Judge Koh is married to Mariano-Florentino “Tino” Cuellar, a former California Supreme Court justice now serving as president of the Carnegie Endowment for International Peace. The two met in Palo Alto through Judge Koh’s former Justice Department colleague who went to college with Justice Cuellar and who happened to be visiting the Bay Area for a weekend. When they married before 270 guests in January 2003, their wedding invitation was printed in three languages: English, Spanish, and Korean. For the reception, guests could choose among two Mexican entrees (stuffed poblano peppers or chicken mole) or one Korean entree (kalbi, or Korean BBQ ribs). Most guests, including Justice Cuellar’s relatives from Mexico, chose kalbi. Justice Cuellar chuckled as he recalled, “Most of the guests were friends of my father or my father-in-law.” Justice Cuellar remembers a moment when they were about to take the dance floor at the wedding reception; Judge Koh whispered in his ear to his surprise, “How does my hair look?” (Every bride can relate to this!)

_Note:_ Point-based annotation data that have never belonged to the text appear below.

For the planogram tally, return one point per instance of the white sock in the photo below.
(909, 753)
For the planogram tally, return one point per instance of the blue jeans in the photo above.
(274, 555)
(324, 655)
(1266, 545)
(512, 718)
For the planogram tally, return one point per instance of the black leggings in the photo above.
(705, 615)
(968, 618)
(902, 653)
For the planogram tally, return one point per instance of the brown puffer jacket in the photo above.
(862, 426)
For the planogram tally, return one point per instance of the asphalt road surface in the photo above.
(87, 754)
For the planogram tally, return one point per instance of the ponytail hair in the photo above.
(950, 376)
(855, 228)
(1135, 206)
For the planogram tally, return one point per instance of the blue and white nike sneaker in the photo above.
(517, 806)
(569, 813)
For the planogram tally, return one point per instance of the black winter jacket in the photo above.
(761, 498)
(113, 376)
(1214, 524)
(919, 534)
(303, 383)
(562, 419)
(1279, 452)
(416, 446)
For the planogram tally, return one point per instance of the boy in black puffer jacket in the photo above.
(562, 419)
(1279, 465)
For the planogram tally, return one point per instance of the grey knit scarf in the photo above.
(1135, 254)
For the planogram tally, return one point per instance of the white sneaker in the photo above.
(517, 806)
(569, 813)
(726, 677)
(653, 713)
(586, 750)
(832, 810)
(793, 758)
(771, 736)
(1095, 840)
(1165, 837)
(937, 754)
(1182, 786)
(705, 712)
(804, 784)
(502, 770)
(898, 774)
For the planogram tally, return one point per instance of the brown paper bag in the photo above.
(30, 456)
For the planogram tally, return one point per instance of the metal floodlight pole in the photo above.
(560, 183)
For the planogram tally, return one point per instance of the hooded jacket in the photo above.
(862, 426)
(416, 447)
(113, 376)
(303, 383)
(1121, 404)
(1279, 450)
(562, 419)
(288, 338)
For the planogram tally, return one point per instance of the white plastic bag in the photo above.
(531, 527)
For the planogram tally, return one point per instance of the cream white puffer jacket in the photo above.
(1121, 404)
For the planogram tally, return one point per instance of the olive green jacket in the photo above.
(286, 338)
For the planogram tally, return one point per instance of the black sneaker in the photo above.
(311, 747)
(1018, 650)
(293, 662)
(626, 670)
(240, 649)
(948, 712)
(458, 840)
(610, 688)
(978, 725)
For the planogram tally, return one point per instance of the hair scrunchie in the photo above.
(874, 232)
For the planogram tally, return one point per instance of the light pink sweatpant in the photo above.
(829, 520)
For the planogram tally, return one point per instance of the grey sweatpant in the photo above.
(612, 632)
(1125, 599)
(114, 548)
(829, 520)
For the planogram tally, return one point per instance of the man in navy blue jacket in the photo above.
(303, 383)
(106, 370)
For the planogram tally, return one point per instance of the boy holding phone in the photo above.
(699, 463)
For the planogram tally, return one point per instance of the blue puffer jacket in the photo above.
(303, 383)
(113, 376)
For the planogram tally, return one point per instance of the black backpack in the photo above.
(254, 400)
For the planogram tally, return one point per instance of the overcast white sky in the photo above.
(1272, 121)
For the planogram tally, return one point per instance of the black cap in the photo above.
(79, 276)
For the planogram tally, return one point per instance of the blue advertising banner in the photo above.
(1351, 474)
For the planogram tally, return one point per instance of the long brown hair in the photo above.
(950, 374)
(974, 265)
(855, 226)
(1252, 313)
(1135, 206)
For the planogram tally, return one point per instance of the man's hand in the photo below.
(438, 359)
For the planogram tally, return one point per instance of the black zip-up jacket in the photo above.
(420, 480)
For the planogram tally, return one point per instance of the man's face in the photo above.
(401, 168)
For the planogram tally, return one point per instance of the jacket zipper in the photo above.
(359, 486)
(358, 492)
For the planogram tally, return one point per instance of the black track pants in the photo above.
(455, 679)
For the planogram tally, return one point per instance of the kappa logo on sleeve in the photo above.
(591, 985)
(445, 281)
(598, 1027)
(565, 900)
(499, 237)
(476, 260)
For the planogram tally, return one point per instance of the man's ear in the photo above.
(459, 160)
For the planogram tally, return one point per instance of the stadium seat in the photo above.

From the time Justice Cuellar met Judge Koh, he was captivated by her wit: “She was funny.” He adds, “a Korean with a Southern accent.” Personality-wise, “she is curious about people and is lively and social. Lucy is the most hardworking and compassionate person I’ve ever met.” As a federal judge, she prefers “clear writing and reasoning.” She is “intellectually curious and passionate about justice for everyone.” Justice Cuellar said this is no surprise because Judge Koh’s life experiences include growing up in Mississippi and Oklahoma, digging latrines in Mexico, teaching English in Thailand, and researching girls’ education in northern Nigeria.
Judge Koh and Justice Cuellar are devoted to their two children while balancing their careers. Their children hold their own during family debates against Judge Koh and Justice Cuellar, a former member of the law faculty at Stanford Law School who graduated from Harvard, Yale, and Stanford! As a family, they play games (Telestrations and Apples to Apples are their favorites), watch movies, and explore eating different cuisines. Recently, they ate Somali cuisine in Minneapolis. Some favorite topics at family dinners include each family member’s day and activities, current events, news about friends and family, musicals, memes, videos, and movies.
When asked about her bucket list, Judge Koh remarked that she would like to help raise her grandchildren if her children have children of their own. Before kindergarten, Judge Koh was raised largely by her grandmother. Judge Koh’s parents, Eunsook and Jae Kon, helped raise Judge Koh’s children. Eunsook even brought the children to Judge Koh’s law firm twice daily for breastfeedings. Judge Koh observed that childcare has been provided in her family across generations, and she hopes to pay it forward so that her children can also have the ability to work.
At the age of 87, Eunsook still cooks for her grandchildren, attends their performances and games, and is a booster for their school activities. Unfortunately, Jae Kon died of cancer at the age of 80 a decade ago. He regularly watched news stories about Judge Koh’s first Apple v. Samsung jury trial in his hospital room.
When offering words of wisdom to the next generation, Judge Koh cited Senator Tammy Duckworth’s inspirational memoir, Every Day Is a Gift. In Judge Koh’s words, “With everything that has taken place, I think we all realize that every day is a gift. We all took so much for granted. Make the most of every day.”